Ezber var. Alalım mı almayalım mı, kısmı var. Yavaş yavaş bir sürü yerde fiyatta ciddi kıpırdanmalar var. Faizler düşer fiyatlar daha çok artar yerine koyamayız diye düşünerek alım yapıyorlar. Bu da fiyatlarda bir artış sağlıyor. Temmuz ayından itibaren konut satışları bir önceki yıla göre canlanmaya başladı. Fiyatlar da buradan canlanma eğilimini gösterdi son bir yılda 30 puan enflasyonun gerisinde kaldık.

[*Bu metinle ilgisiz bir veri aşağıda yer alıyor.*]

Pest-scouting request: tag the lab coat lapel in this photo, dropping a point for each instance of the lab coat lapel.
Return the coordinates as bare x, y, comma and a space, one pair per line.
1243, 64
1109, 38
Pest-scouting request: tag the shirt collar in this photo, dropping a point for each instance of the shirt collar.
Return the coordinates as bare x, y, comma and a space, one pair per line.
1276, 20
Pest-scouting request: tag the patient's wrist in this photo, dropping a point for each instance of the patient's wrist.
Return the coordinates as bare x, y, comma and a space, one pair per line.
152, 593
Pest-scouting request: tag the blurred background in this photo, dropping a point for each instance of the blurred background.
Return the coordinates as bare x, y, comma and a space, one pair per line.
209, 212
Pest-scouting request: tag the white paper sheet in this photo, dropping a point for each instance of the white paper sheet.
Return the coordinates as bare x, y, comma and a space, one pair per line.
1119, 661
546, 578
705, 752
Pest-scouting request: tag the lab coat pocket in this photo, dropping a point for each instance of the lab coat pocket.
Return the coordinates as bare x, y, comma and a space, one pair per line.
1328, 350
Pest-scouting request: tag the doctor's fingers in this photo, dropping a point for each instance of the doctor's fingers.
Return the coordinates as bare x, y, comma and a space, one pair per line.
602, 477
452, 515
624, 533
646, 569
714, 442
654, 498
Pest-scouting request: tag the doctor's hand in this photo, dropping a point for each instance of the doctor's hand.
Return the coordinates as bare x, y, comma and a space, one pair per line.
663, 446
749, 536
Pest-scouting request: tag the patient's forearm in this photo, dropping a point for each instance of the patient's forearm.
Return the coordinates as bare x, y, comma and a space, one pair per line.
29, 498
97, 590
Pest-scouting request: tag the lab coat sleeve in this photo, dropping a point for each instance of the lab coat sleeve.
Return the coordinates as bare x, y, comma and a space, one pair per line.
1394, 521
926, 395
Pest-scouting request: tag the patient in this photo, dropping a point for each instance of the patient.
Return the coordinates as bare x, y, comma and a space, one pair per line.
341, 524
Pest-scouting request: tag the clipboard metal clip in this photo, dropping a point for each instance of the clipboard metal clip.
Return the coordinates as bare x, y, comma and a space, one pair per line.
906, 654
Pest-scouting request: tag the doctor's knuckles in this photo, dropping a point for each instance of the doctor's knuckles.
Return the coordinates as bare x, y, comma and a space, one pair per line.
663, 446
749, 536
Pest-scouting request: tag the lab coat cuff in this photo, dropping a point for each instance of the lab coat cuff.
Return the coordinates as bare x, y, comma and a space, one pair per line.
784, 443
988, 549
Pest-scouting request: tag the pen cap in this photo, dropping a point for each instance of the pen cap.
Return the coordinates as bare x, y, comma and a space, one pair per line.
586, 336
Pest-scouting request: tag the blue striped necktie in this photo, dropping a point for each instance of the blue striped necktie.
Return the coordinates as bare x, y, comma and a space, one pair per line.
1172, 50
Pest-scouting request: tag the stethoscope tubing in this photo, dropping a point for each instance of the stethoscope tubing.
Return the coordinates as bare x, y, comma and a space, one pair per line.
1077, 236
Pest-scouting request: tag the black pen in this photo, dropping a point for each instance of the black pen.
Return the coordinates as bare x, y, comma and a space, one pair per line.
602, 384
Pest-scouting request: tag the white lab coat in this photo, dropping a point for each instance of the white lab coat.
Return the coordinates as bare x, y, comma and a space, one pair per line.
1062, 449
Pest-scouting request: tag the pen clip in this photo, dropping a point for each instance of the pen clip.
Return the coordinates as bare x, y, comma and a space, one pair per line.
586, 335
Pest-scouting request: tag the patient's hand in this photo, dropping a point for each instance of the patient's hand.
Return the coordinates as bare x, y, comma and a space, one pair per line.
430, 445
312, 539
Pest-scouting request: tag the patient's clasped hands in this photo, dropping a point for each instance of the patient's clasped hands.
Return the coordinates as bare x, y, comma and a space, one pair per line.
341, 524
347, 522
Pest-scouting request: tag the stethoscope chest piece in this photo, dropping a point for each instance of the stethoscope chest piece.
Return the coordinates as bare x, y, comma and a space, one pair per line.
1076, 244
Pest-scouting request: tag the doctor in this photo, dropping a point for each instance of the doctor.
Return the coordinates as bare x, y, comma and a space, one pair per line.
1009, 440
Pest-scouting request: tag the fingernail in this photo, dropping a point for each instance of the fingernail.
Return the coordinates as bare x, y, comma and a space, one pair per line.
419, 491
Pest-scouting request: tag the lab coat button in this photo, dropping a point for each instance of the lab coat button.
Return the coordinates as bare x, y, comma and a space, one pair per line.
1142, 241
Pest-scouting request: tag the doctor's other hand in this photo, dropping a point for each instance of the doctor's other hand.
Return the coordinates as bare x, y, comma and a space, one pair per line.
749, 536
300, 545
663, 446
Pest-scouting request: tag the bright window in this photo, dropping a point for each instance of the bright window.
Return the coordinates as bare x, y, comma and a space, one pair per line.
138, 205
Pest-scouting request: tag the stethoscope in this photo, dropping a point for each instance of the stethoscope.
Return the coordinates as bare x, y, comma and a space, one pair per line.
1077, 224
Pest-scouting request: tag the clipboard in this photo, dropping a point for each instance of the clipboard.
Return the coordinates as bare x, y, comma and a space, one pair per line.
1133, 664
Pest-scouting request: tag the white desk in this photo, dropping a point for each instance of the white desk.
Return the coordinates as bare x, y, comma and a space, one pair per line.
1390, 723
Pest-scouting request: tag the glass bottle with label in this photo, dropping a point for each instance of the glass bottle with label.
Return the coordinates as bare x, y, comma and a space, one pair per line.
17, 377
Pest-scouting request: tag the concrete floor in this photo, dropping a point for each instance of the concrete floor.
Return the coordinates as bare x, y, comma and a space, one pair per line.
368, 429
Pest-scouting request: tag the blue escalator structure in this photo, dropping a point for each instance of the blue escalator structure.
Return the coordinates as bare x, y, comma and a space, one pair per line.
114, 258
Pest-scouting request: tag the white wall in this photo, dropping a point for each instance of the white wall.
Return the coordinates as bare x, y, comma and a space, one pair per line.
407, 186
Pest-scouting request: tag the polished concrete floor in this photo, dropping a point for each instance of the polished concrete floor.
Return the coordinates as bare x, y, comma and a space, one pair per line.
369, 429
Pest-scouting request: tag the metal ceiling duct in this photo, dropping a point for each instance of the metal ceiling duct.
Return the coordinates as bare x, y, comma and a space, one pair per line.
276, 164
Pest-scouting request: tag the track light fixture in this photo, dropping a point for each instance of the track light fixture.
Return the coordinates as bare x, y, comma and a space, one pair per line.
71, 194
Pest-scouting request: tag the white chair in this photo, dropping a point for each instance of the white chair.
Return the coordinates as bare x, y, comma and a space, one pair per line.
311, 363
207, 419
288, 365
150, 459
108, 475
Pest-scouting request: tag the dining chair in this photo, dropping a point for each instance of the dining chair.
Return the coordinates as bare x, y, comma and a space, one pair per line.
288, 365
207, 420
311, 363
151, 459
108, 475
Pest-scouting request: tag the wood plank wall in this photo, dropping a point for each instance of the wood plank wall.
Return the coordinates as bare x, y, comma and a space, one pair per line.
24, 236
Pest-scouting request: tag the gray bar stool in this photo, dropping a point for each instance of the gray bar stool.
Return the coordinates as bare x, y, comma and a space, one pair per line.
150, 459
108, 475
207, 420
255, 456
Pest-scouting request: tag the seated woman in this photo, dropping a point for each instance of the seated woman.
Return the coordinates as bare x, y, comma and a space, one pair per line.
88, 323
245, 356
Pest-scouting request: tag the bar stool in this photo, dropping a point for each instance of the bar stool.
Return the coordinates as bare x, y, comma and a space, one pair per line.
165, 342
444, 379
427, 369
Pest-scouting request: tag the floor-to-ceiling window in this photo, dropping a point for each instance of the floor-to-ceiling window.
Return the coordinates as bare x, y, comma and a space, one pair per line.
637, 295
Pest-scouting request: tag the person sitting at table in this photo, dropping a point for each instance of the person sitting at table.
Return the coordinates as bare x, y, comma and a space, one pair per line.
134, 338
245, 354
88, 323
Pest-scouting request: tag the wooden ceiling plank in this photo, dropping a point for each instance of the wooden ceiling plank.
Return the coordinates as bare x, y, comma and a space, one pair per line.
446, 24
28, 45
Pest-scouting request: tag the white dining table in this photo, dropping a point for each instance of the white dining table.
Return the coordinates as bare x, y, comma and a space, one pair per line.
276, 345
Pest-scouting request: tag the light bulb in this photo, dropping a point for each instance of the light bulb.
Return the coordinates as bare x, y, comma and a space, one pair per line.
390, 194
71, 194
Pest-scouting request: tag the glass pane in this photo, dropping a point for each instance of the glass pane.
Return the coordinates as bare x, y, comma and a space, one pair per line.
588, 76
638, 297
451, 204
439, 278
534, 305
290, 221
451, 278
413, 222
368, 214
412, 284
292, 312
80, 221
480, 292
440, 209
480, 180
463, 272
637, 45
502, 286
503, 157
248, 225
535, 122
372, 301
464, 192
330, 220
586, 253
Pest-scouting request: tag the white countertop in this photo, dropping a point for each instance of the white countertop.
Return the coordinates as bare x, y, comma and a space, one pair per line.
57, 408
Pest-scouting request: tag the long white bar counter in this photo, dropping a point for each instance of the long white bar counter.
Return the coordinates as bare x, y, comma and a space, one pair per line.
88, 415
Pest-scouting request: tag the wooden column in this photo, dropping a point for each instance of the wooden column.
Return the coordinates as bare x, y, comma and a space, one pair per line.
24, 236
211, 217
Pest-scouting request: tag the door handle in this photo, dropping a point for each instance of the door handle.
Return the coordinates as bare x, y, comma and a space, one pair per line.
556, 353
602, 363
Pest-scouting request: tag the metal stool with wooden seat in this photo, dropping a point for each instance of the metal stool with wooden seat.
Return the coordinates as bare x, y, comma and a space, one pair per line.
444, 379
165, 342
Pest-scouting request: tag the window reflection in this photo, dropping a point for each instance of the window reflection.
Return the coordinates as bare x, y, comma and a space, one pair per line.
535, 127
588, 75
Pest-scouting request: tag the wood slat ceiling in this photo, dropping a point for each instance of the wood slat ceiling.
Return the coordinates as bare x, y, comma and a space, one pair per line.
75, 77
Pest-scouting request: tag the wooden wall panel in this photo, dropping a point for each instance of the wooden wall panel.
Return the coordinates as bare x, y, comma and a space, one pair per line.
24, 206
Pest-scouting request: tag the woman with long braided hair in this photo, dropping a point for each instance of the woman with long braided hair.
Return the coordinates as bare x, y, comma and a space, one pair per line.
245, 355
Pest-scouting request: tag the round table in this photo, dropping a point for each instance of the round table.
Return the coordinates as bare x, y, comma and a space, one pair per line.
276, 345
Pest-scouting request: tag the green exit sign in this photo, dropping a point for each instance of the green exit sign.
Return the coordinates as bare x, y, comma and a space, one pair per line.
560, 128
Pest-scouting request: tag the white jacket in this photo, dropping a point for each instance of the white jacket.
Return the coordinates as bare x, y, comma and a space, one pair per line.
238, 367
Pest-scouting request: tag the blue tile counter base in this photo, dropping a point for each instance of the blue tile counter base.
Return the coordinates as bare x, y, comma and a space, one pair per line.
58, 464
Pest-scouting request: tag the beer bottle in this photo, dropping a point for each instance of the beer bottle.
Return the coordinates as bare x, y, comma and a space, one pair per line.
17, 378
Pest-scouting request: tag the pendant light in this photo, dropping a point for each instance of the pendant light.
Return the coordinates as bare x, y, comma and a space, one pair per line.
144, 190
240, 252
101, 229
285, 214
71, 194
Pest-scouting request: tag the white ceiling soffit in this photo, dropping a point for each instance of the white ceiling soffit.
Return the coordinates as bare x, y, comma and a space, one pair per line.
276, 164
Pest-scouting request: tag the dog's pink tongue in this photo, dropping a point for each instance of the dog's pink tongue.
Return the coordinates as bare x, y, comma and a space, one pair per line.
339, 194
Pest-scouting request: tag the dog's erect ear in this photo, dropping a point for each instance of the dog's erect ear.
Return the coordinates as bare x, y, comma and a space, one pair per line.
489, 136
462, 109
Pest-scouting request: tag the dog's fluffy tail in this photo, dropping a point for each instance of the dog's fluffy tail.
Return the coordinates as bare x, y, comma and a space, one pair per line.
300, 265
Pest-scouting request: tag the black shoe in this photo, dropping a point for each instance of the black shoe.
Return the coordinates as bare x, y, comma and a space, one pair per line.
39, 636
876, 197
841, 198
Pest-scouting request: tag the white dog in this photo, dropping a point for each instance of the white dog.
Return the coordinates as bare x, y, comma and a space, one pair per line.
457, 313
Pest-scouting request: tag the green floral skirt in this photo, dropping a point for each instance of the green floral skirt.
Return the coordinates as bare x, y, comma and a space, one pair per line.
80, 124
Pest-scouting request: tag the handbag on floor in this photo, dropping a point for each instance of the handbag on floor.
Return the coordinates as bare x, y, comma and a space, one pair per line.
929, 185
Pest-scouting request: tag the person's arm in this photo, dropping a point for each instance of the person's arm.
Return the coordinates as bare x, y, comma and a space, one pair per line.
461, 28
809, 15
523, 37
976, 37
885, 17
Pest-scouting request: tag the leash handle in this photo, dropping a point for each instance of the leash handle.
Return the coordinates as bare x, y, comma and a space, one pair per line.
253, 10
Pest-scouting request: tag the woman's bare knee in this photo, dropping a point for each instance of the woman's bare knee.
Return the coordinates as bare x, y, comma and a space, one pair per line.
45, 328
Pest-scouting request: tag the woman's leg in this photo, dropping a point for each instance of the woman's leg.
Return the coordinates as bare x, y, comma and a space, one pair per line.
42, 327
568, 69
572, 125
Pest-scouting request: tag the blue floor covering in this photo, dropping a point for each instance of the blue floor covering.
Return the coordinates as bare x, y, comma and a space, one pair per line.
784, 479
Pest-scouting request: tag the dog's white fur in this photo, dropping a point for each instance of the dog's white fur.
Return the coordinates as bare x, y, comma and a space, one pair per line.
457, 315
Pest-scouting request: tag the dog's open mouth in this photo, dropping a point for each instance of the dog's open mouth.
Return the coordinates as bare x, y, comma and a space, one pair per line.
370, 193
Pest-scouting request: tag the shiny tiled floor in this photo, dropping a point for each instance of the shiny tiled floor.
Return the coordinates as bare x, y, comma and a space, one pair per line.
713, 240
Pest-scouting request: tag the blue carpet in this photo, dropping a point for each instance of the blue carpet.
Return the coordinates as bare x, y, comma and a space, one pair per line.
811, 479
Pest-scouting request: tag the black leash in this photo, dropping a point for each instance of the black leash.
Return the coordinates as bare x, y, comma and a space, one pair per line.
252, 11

Şimdi tekrar faiz oranlarının düşmesi ile faizde ve kur korumalı mevduatta yeterince kar elde ettiğini düşüren yatırımcı tip müşterinin portföy
kaydırmasıyla muhtemelen karşı karşıyayız. Yani şu an cebinde parası olan alım yapıyor. Benim param çok arttı diyor yavaş yavaş bozup buraya gayrimenkule geçmeye başlıyor. Talebi karşılayacak mal da yapılamıyor. Burada korkunç bir talep var.
Konut, yüksek faiz varken bankalar kredi vermezken insanlar almak istemezken alınır."